Interest in robotic process automation (RPA) is gaining. The research firm Gartner estimates it will reach $680 million by the end of the year and is on pace to reach $2.4 billion in 2022.

According to Gartner, RPA is a business process automation solution for reducing costs, eliminating errors and speeding up processes.

“End-user organizations adopt RPA technology as a quick and easy fix to automate manual tasks,” said Cathy Tornbohm, vice president at Gartner. “Some employees will continue to execute mundane tasks that require them to cut, paste and change data manually. But when RPA tools perform those activities, the error-margin shrinks and data quality increases.”

RPA is typically used by organizations who struggle to piece together elements of their accounting and HR systems, Tornbohm explained. This includes banks, insurance companies, utilities, and telecommunications companies.
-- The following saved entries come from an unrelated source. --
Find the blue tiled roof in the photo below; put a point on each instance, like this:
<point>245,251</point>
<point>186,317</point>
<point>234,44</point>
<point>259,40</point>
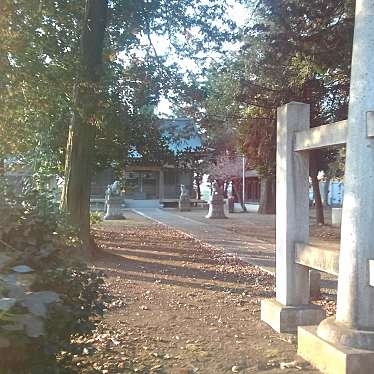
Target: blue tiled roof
<point>182,134</point>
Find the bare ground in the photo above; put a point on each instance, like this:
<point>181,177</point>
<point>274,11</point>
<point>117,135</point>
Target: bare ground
<point>181,307</point>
A RPA solution helps automate existing manual tasks and the functionality of legacy systems, according to Tornbohm.

“In the near-term future, we expect to see an expanding set of RPA vendors as well as a growing interest from software vendors, which include software testing vendors and business process management vendors that are looking to gain revenue from this set of functionality,” said Tornbohm.

Gartner predicts by the end of the year about 60 percent of organizations with a revenue of $1 billion or more will deploy RPA. Additionally, 85 percent of large and very large organizations will have deployed some form of RPA by the end of 2022. “The growth in adoption will be driven by average RPA prices decreasing by approximately 10 percent to 15 percent by 2019, but also because organizations expect to achieve better business outcomes with the technology, such as reduced costs, increased accuracy and improved compliance,” said Tornbohm.

Gartner also added that RPA solutions work best to automate existing tasks or process, add automation to legacy systems or link to external systems.

“Do not just focus on RPA to reduce labor costs,” Tornbohm said. “Set clear expectations of what the tools can do and how your organization can use them to support digital transformation as part of an automation strategy.”